A comparison of edge flip scores between common trajectory topologies is illustrated in Supplementary Figure 20.

Aggregation of scores

Supplementary Figure 21 illustrates the full set of aggregations performed on the raw scores in order to arrive at the final ranking of methods. In order to make the scores produced by the different metrics comparable to one another, across datasets of varying difficulty, the raw scores are percentile rank transformed per metric per dataset to a [0, 1] range. The arithmetic mean is calculated across replicates. In order to ensure a method only obtains a high score if it scores well on all three metrics, the harmonic mean across metrics is calculated. At this point, the aggregated scores of all methods across all datasets is combined. As there can be an overrepresentation of datasets of a certain trajectory type, first an arithmetic mean is calculated per trajectory type, followed by an overall arithmetic mean across all trajectory types, thus obtaining a ranking of the methods.

Benchmark

Method execution

Each execution of a method on a dataset was performed in a separate task as part of a gridengine job. Each task was allocated one CPU core of an Intel(R) Xeon(R) CPU E5-2665 0 @ 2.40GHz, and was provided a maximum of 32GB in memory and 6 hours of wall time. One R session was started for each task, with the environment variable R_MAX_NUM_DLLS set to 500. The base::set.seed was overridden in order to prevent stochastic TI methods from pretending to be deterministic and/or robust. Timings of methods were measured for different steps along the executions, including preprocessing, postprocessing, each of the different metrics, and the method itself.

Effect of prior information

To assess the effect of prior information on the performance of a method, we compared the performance of methods which do or do not require the prior information using a two-tailed Mann–Whitney U test. P-values were controlled for multiple testing using Benjamini-Hochberg correction.

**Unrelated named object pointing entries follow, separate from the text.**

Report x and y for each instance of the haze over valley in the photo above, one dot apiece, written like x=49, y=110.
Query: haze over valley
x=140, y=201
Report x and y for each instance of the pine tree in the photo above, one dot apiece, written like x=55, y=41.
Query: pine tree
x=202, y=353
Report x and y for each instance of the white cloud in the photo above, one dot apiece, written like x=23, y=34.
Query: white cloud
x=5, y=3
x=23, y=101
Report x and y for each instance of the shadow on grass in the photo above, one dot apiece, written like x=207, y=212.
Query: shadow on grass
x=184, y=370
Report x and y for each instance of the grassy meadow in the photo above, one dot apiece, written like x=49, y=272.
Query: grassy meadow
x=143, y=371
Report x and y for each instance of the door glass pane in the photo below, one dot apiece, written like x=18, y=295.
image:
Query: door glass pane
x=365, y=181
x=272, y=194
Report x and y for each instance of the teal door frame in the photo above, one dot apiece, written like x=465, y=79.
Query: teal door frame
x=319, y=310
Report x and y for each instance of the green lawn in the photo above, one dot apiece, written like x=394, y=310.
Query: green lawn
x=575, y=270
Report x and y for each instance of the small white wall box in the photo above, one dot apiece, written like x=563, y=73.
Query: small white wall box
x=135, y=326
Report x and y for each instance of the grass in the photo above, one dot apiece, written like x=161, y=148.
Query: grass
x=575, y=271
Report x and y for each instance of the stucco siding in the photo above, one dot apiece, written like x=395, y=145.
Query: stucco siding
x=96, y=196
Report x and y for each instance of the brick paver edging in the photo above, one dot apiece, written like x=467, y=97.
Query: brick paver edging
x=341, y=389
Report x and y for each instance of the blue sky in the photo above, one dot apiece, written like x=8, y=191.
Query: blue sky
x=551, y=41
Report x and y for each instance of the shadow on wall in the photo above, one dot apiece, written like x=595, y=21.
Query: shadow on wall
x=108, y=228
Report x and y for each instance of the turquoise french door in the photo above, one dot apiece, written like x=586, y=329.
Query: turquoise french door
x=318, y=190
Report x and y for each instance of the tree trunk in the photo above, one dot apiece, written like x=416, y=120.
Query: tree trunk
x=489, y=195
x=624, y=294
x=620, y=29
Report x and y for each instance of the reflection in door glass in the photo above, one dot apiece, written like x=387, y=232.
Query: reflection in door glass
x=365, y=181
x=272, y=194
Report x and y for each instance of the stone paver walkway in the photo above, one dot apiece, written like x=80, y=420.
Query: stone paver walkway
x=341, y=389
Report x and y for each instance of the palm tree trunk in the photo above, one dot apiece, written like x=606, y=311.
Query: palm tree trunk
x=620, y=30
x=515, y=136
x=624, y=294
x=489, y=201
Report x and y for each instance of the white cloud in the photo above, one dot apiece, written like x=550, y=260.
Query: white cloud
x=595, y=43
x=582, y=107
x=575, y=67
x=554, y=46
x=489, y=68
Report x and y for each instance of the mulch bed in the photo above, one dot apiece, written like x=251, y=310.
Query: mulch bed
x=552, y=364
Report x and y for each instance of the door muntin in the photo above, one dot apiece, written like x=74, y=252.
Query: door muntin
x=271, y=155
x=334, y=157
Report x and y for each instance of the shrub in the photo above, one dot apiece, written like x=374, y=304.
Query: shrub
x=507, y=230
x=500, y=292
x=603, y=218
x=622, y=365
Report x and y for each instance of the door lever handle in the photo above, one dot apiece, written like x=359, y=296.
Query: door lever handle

Effect of algorithm components

To assess the effect of algorithm components on the performance of a method, we used (1) a two-tailed Mann–Whitney U test, as implemented in the wilcox.test R function, and (2) increase in node purity importance scores using random forest classification, as implemented in the R randomForest package, predicting whether a method scored better than the median score. To evaluate whether a method increased or decreased performance, we used the estimate of the location parameter of the Mann–Whitney U test. We only investigated algorithm components which were part of at least 4 different methods in our evaluation study. P-values were controlled for multiple testing using Benjamini-Hochberg correction.

Method quality control

We created a transparent scoring scheme to check the quality of each method (Supplementary Table 3), based on several existing tool quality and programming guidelines in literature and online ^{92,71,93,94,72,95,96,97,98,99,100,101,102,103,104,105}. The goal of this quality control in the first place is to stimulate the improvement of current methods, and the development of user and developer friendly new methods. The quality control assessed 6 categories, each looking at several aspects, which are further divided into individual items. The availability category checks whether the method is easily available, whether the code and dependencies can be easily installed, and how the method can be used. The code quality assesses the quality of the code both from a user perspective (function naming, dummy proofing and availability of plotting functions) and a developer perspective (consistent style and code duplication). The code assurance category is frequently overlooked, and checks for code testing, continuous integration⁹⁹ and an active support system. The documentation category checks the quality of the documentation, both externally (tutorials and function documentation) and internally (inline documentation). The behaviour category assesses the ease by which the method can be run, by looking for unexpected output files and messages, prior information and how easy the trajectory model can be extracted from the output. Finally, we also assessed certain aspects of the study in which the method was proposed, such as publication in a peer-reviewed journal, the number of dataset in which the usefulness of the method was shown, and the scope of method evaluation in the paper.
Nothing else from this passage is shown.